# $14 Wally-World stadium seat upgrade PICS!



## ShakerMan (Apr 2, 2021)

I have a Lifetime Hydros 85 Angler I got from Dick's that I absolutely love! The seat, or lack thereof, left much to be desired. I tried putting a couple different cushions on the floor of the kayak, but it was just alright.

I was at Walmart with the kids and I saw this stadium bleacher chair. The dimensions are like it was made for my kayak. I zip tied the back of the chair to some deck eyes I had installed previously, and I ziptied the front to the little mounting thing for the old plastic chair adjuster (if you look at the pics it'll make more sense). I also put little sticky furniture pads underneath so it doesn't scratch my yak.

For $14 I'm super pleased. I haven't gotten it out on the water yet, so I don't know if it'll make the yak too squirrely or not. But so far I'm super pleased with how much more comfortable it appears and now I also have storage underneath. If I don't like it, I can simply snip off the zip ties and there's no damage done.

Sorry for the bad quality pictures; it was a little dark in my garage.
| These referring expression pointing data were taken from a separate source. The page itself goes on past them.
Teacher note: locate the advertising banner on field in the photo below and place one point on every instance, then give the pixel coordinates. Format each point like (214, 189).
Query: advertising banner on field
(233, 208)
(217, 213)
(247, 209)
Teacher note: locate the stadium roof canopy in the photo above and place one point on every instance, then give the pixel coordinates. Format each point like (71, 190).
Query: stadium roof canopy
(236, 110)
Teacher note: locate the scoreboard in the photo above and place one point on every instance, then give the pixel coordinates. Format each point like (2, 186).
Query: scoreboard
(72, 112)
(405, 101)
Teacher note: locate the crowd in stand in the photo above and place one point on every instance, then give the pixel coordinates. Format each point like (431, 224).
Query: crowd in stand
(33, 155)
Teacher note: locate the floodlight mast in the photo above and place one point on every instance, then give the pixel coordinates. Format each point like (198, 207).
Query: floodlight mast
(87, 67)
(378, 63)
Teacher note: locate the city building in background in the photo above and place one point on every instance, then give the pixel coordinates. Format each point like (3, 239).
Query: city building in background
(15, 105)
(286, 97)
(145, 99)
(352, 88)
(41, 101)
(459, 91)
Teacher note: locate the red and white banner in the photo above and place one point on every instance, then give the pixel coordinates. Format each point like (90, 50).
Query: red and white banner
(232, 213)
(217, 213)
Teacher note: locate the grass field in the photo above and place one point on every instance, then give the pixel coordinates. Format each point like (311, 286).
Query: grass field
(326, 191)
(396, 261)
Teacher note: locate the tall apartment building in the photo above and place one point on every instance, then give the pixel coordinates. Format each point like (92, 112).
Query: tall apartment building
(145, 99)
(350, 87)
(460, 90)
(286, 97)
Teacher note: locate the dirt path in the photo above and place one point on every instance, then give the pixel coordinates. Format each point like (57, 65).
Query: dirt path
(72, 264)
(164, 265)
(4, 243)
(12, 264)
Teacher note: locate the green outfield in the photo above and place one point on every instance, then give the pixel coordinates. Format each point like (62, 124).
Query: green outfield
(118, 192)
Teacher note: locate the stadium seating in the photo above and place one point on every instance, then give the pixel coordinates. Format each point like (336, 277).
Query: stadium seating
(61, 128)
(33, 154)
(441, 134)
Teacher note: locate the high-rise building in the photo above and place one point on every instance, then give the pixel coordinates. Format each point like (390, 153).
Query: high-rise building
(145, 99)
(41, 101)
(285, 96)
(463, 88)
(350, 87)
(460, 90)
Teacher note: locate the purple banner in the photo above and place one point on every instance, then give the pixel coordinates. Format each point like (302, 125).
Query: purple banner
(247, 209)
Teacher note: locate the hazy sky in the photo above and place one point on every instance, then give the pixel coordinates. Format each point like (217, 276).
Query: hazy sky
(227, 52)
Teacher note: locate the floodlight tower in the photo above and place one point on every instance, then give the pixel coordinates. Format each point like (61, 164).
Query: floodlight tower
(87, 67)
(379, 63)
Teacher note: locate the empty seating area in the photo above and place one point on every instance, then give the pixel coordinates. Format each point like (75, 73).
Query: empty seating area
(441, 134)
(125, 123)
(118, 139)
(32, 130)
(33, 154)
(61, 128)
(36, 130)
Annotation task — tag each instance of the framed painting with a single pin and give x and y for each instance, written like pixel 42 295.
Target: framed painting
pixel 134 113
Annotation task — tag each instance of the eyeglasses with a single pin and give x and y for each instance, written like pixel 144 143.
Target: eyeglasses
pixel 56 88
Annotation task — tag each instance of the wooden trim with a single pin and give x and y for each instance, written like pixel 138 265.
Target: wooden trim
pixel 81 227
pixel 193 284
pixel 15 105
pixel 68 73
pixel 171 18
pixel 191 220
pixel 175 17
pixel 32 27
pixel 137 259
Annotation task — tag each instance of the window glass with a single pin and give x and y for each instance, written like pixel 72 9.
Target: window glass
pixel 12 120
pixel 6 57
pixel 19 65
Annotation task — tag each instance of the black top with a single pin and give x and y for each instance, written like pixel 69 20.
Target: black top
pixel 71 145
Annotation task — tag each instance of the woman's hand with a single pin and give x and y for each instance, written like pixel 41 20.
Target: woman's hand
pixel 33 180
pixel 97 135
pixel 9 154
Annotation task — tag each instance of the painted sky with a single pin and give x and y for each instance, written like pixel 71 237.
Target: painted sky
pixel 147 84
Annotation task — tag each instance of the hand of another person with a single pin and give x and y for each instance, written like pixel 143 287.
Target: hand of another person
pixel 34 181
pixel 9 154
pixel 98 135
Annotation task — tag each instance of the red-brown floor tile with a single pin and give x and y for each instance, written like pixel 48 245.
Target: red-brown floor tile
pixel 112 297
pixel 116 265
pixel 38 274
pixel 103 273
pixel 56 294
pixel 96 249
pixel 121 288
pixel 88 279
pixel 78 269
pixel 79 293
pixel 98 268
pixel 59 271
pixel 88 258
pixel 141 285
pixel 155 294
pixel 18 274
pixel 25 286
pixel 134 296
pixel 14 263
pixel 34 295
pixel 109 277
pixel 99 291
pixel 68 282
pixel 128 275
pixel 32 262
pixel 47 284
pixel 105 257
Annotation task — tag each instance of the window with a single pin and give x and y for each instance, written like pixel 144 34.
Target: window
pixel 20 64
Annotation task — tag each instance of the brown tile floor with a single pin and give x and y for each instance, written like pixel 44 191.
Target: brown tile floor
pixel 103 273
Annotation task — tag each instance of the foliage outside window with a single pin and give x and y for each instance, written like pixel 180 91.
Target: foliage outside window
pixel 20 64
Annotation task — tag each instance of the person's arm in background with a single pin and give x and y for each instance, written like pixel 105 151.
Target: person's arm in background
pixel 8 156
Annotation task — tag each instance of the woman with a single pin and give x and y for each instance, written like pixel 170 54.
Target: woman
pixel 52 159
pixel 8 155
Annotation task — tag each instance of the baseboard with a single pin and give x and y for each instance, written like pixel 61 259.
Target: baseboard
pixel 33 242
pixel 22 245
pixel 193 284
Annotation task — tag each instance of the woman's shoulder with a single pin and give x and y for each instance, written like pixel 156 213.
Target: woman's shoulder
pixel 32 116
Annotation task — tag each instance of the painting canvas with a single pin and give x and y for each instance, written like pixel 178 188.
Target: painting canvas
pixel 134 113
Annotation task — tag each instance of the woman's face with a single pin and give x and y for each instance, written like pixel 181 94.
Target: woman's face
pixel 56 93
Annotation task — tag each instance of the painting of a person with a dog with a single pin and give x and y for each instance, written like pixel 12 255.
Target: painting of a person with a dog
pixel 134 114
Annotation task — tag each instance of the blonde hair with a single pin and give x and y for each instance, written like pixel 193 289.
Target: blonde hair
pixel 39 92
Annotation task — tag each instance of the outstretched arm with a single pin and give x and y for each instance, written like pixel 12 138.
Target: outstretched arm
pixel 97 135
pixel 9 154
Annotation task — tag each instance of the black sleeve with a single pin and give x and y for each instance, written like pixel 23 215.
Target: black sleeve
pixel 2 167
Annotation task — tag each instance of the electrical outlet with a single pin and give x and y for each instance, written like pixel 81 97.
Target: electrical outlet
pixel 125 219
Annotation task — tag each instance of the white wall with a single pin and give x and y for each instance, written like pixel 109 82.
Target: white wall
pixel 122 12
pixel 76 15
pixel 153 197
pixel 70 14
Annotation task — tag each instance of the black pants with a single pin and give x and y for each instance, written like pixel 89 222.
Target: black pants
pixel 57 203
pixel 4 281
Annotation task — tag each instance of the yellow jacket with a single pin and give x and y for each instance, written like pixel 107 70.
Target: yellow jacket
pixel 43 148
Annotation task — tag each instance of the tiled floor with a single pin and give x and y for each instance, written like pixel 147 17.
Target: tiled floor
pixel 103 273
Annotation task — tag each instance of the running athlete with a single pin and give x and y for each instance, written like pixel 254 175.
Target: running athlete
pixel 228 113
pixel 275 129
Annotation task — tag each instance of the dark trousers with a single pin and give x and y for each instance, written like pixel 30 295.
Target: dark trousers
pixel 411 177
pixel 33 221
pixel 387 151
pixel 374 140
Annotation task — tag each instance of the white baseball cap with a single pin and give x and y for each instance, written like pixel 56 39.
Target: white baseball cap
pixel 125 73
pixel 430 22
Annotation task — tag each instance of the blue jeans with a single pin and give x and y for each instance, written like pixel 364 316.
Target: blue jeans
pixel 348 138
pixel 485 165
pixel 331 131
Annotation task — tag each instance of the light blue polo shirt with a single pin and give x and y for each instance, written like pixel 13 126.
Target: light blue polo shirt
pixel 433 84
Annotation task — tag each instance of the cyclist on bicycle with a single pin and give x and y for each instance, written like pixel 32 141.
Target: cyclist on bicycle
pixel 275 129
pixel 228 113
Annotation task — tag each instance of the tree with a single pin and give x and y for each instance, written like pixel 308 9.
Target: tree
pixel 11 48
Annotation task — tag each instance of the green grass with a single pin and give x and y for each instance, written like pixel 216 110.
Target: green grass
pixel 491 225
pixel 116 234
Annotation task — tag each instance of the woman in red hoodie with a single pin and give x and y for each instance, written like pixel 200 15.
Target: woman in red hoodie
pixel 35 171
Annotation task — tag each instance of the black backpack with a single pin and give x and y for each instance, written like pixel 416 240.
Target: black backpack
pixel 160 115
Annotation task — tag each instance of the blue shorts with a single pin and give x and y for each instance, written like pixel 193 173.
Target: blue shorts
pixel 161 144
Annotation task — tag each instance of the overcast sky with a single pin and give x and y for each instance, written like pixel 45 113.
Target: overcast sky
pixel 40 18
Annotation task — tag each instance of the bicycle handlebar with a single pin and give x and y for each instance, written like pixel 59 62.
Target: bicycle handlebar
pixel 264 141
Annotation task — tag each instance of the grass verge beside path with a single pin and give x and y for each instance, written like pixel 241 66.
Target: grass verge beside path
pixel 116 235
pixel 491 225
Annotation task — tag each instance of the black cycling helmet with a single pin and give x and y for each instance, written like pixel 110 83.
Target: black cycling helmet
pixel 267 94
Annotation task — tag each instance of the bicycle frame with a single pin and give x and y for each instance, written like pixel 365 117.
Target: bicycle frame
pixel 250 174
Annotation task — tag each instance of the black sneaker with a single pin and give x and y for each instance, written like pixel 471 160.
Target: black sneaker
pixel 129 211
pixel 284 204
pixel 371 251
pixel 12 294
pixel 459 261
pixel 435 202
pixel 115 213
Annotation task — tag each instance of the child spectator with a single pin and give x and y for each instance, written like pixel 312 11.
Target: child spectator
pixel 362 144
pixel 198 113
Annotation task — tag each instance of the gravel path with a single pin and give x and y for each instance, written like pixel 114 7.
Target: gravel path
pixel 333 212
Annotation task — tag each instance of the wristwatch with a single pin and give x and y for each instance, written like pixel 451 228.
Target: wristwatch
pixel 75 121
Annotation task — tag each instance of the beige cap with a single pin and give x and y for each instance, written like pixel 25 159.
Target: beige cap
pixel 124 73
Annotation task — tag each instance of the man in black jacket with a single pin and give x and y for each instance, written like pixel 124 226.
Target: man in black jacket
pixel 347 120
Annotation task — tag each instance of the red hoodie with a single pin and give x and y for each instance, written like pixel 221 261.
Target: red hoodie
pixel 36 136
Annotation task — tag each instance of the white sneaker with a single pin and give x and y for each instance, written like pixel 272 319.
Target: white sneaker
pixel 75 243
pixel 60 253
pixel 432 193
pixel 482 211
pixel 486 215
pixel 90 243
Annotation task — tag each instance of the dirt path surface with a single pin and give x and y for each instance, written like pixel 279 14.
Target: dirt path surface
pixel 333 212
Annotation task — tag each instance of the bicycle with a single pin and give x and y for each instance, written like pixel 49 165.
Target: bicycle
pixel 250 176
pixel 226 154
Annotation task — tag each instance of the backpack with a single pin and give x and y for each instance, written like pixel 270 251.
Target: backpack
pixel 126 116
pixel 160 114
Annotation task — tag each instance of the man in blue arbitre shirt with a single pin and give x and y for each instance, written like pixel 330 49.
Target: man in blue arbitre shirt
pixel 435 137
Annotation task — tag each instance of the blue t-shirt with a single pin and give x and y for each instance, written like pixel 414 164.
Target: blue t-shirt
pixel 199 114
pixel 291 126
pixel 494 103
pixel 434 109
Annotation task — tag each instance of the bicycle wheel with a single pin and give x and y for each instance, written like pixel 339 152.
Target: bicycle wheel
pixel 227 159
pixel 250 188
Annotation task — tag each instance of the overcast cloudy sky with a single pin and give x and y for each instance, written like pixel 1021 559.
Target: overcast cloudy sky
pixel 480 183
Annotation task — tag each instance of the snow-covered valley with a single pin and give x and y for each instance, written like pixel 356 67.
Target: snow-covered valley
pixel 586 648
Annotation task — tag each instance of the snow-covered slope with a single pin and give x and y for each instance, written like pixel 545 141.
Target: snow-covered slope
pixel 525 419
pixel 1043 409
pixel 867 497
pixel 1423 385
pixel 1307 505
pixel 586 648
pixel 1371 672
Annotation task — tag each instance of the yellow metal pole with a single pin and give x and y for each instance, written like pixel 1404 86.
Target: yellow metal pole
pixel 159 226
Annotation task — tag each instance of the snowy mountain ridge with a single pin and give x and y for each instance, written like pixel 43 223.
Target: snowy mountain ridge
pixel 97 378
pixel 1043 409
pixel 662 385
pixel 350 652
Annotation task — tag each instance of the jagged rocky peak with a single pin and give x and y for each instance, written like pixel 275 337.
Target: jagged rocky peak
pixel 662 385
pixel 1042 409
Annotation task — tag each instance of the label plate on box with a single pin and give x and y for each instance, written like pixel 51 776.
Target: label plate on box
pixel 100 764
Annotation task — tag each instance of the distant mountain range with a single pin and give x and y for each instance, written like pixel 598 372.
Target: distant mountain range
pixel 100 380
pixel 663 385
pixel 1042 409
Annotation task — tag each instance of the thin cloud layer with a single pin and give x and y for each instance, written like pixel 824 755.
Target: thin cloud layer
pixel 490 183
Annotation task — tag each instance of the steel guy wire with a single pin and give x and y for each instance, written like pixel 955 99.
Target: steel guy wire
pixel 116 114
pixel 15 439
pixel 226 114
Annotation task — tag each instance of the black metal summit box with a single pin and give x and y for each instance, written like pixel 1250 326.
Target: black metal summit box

Interested to hear what you all think. Hopefully it doesn't make the yak too tippy.


----------



## codger (Aug 16, 2020)

Looks to be a comfy seat and the backrest can be a real back saver. I think that should work fine. Really hard to beat the price!


----------



## thegrump1 (Jan 20, 2011)

ShakerMan said:


> I have a Lifetime Hydros 85 Angler I got for $179 from Dick's that I absolutely love! The seat, or lack thereof, left much to be desired. I tried putting a couple different cushions on the floor of the kayak, but it was just alright.
> 
> I was at Walmart with the kids and I saw this stadium bleacher chair. The dimensions are like it was made for my kayak. I zip tied the back of the chair to some deck eyes I had installed previously, and I ziptied the front to the little mounting thing for the old plastic chair adjuster (if you look at the pics it'll make more sense). I also put little sticky furniture pads underneath so it doesn't scratch my yak.
> 
> ...


I attached these to the cane seats in my canoe using zip ties. Great improvement in comfort.


----------



## ShakerMan (Apr 2, 2021)

Thanks for the responses guys. Took it on Erie today, and it's a little more tippy, but manageable.

On another note, do you guys use flush mount holders behind the seat to troll? I bought a deck mount for trolling, but now I'm reading that a lot of people use flush mounts to troll. I always assumed with the rod tip so high it wouldn't work. My kayak is tiny, and the deck mount would likely interfere with the paddle. On the other hand, and adjustable deck mount seems easy better for trolling. Not sure what to do.


----------



## meisjedog (Oct 4, 2010)

ShakerMan said:


> Thanks for the responses guys. Took it on Erie today, and it's a little more tippy, but manageable.
> 
> On another note, do you guys use flush mount holders behind the seat to troll? I bought a deck mount for trolling, but now I'm reading that a lot of people use flush mounts to troll. I always assumed with the rod tip so high it wouldn't work. My kayak is tiny, and the deck mount would likely interfere with the paddle. On the other hand, and adjustable deck mount seems easy better for trolling. Not sure what to do.


I like the Yak Attack mounts. I bought two of the fittings so I can snap it in on either side along with an extension arm which helps to get it out there. It does not really interfere with my paddle anyway - I let the motor do the hauling. Quick to change sides, I do reccommend a tether too. Might be better out there, this works well.
https://www.amazon.com/gp/product/B078PL9DW8/ref=ppx_yo_dt_b_asin_title_o02_s01?ie=UTF8&psc=1

Amazon.com: Yakattack LNL 4” Extension With Hardware: Sports & Outdoors

Amazon.com: Yakattack LockNLoad Track Base : Sports & Outdoors


----------



## ShakerMan (Apr 2, 2021)

meisjedog said:


> I like the Yak Attack mounts. I bought two of the fittings so I can snap it in on either side along with an extension arm which helps to get it out there. It does not really interfere with my paddle anyway - I let the motor do the hauling. Quick to change sides, I do reccommend a tether too. Might be better out there, this works well.
> Amazon.com: YakAttack Omega Rod Holder with LockNLoad Track Mount (Track Sold Separately): Sports & Outdoors
> 
> Amazon.com: Yakattack LNL 4” Extension With Hardware: Sports & Outdoors
> ...



Thanks for your reply! Do you think I should mount it in front of the seat or behind the seat (see pic)? The only problem with mounting it up front is there is almost no surface area to mount the rod holder too. The kayak is very thin and cut out for the foot rests at that part.


----------



## AJE213 (Aug 13, 2021)

I got the same seat and I think I'm going to remove it. The angle is just not as comfortable.

I need to cut some wood shims to fit under it and angle it back a little bit. It may be better then.


----------



## hookmeup (Nov 2, 2010)

hey Aaron, look familiar?


----------



## ShakerMan (Apr 2, 2021)

hookmeup said:


> View attachment 489249
> 
> hey Aaron, look familiar?


NICE!!! Looking good 👍. I'm glad you're treating her well!


----------



## ironman172 (Apr 12, 2009)

I got some of those on clearance for my ladder stands..... they work good for that too
Way more comfortable then what comes with them...... the very few rare times I get in one.
5.00 was my price on clearance


----------